Dois dias de ausência nas áreas comuns e um silêncio absoluto que envolvia o apartamento chamaram a atenção de vizinhos, funcionários e da síndica do Condomínio Parque Residencial Vitória Régia, na zona Norte de São Paulo. Habitada somente por uma mulher idosa, a unidade não dava sinais de vida, o que acabou levando a síndica Helga Machado Requena a acionar o seu filho, morador de outro local. Não deu outra, a mãe havia falecido. Em outra situação, envolvendo desta vez o vazamento na instalação de uma máquina de lavar, Helga localizou o morador na Baixada Santista, que a autorizou a chamar um chaveiro, entrar no imóvel e solucionar o problema.

Mas no Condomínio Edifício Itororó, na Bela Vista, a síndica Carmen Mendes Pagan não teve outro jeito a não ser providenciar o arrombamento de um apartamento. O morador viajara e não havia deixado telefones de contato para emergências. “Pedimos sempre que as pessoas entreguem a ficha cadastral até dois dias depois de se mudarem e, se não o fazem, cobramos algumas vezes, porém, não podemos forçá-las a isso. E foi justamente num desses casos em que uma descarga disparou”, relata Carmen, lembrando que “foi um ‘auê’ tremendo, pois a caixa não segurava a água, não enchia”. Acompanhada pelo zelador, Carmen andou pelos corredores do edifício, de 160 unidades, colando os ouvidos às portas e tentando identificar de onde vinha o barulho do vazamento.

Localizado o apartamento, descobriu-se que seu morador não entregara a ficha cadastral. “Fechar o registro não adiantaria, pois outras unidades da mesma ala ficariam sem água. Chamamos a polícia para acompanhar e, além do zelador, mais uma testemunha e o chaveiro”, relembra a síndica. Os problemas, entretanto, não pararam aí. Ao retornar, o condômino ficou contrariado com a invasão e relutante às explicações de Carmen. Por fim, ele “acabou entendendo que fomos ‘forçados’ a agir desta forma” e que “nossa situação foi causada, de maneira indireta, pela falta de atendimento ao que solicitamos (a ficha cadastral)”.
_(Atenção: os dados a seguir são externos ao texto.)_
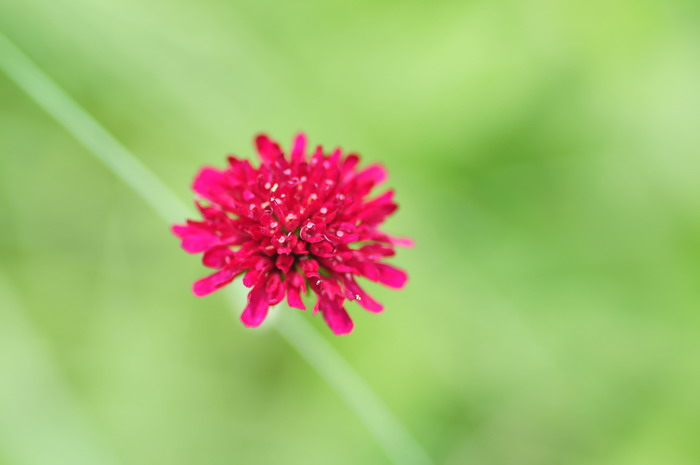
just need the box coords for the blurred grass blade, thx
[0,32,188,224]
[0,271,122,465]
[0,31,434,465]
[274,310,435,465]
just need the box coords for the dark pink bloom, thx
[173,133,412,335]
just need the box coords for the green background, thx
[2,0,700,464]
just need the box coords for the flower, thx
[172,133,412,335]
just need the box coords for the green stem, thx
[0,33,188,224]
[0,31,434,465]
[273,307,434,465]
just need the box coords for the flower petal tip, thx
[391,237,415,248]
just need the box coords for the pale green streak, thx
[0,33,188,225]
[273,308,434,465]
[0,271,122,465]
[0,31,434,465]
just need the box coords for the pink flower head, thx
[172,133,412,335]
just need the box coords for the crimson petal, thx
[317,297,354,335]
[376,264,408,289]
[193,267,239,297]
[241,283,270,327]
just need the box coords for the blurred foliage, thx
[1,0,700,464]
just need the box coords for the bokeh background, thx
[2,0,700,464]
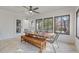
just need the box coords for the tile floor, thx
[0,37,78,53]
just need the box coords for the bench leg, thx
[39,47,43,53]
[39,41,46,53]
[39,43,44,53]
[21,37,23,42]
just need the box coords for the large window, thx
[36,17,53,32]
[36,19,44,32]
[76,9,79,39]
[16,19,21,33]
[54,15,70,35]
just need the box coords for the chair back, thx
[50,33,60,43]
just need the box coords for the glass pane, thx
[54,17,62,33]
[77,12,79,37]
[62,16,70,34]
[44,18,48,32]
[36,19,44,32]
[36,19,41,32]
[16,20,21,33]
[40,19,44,31]
[44,18,53,32]
[54,15,70,35]
[48,18,53,32]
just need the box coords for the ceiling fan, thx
[23,6,39,14]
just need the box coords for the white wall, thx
[0,8,36,39]
[74,7,79,51]
[0,9,24,39]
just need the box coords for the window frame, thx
[16,19,21,33]
[44,17,53,32]
[76,9,79,39]
[36,17,53,33]
[36,18,43,32]
[54,15,70,35]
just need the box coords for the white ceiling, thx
[0,6,76,14]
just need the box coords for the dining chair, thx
[47,33,60,53]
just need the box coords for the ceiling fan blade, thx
[33,7,39,10]
[30,6,32,10]
[32,10,39,13]
[22,6,28,9]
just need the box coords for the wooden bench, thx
[21,34,46,52]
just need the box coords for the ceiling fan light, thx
[29,11,32,13]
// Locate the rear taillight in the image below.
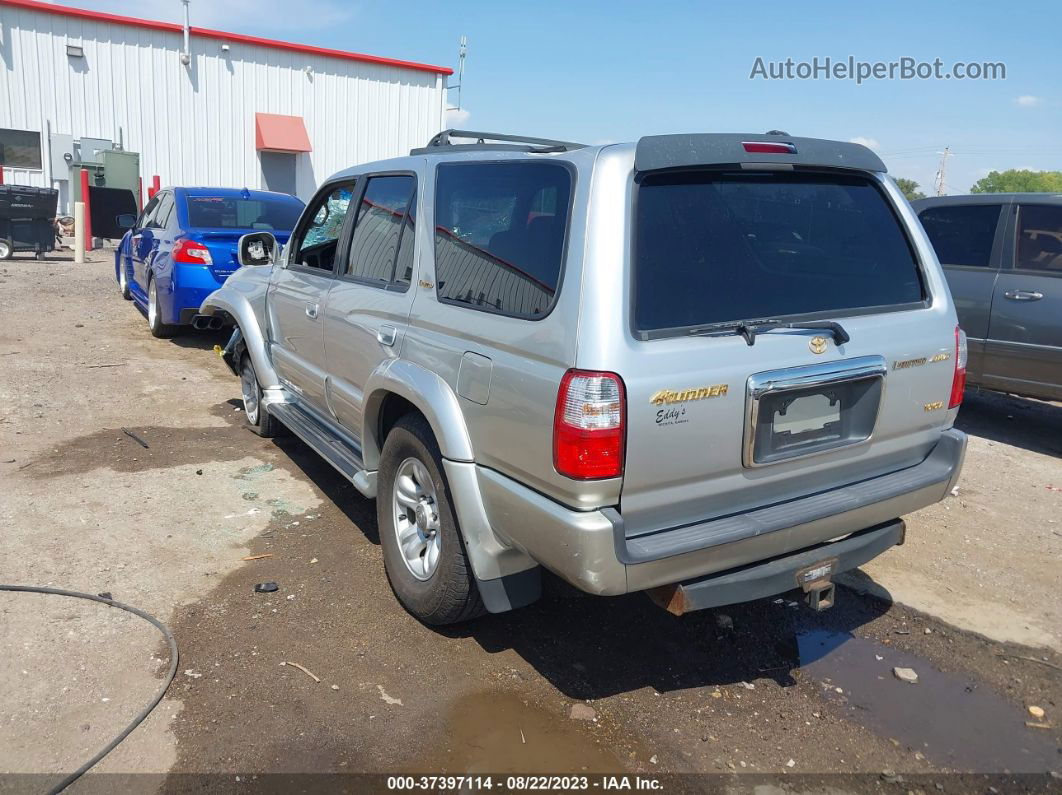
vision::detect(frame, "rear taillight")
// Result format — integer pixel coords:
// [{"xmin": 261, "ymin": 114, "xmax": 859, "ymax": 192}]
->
[
  {"xmin": 949, "ymin": 325, "xmax": 968, "ymax": 409},
  {"xmin": 553, "ymin": 370, "xmax": 626, "ymax": 480},
  {"xmin": 742, "ymin": 141, "xmax": 797, "ymax": 154},
  {"xmin": 173, "ymin": 239, "xmax": 213, "ymax": 265}
]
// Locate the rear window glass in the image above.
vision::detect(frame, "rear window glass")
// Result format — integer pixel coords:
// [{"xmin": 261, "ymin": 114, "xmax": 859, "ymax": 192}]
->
[
  {"xmin": 918, "ymin": 204, "xmax": 1001, "ymax": 268},
  {"xmin": 434, "ymin": 162, "xmax": 571, "ymax": 319},
  {"xmin": 186, "ymin": 196, "xmax": 303, "ymax": 231},
  {"xmin": 634, "ymin": 172, "xmax": 925, "ymax": 337}
]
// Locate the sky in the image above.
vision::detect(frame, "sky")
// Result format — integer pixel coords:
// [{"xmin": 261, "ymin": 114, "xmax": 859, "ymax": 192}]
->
[{"xmin": 54, "ymin": 0, "xmax": 1062, "ymax": 195}]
Segundo o advogado Michel Rosenthal Wagner, há duas situações em que é possível promover a entrada – não autorizada – em um domicílio: sob mandado de autoridade judicial ou “por necessidade, pelo bem”. Conselheiro da vice-presidência de Condomínios e Administração Imobiliária do Secovi (Sindicato da Habitação) em São Paulo, especialista, entre outros, em Arbitragem e presidente da Comissão de Direito Imobiliário, Urbano e de Vizinhança da Ordem dos Advogados do Brasil, Seccional Pinheiros, Michel destaca que cabe ao síndico zelar pela segurança, sossego e saúde dos condôminos. Por isso “ele tem o dever de agir”, mesmo que seja uma medida drástica, ou seja, o arrombamento de uma porta. “É uma situação que envolve o bom senso, pois, se deixar isto como um último recurso, o síndico poderá ser considerado omisso.”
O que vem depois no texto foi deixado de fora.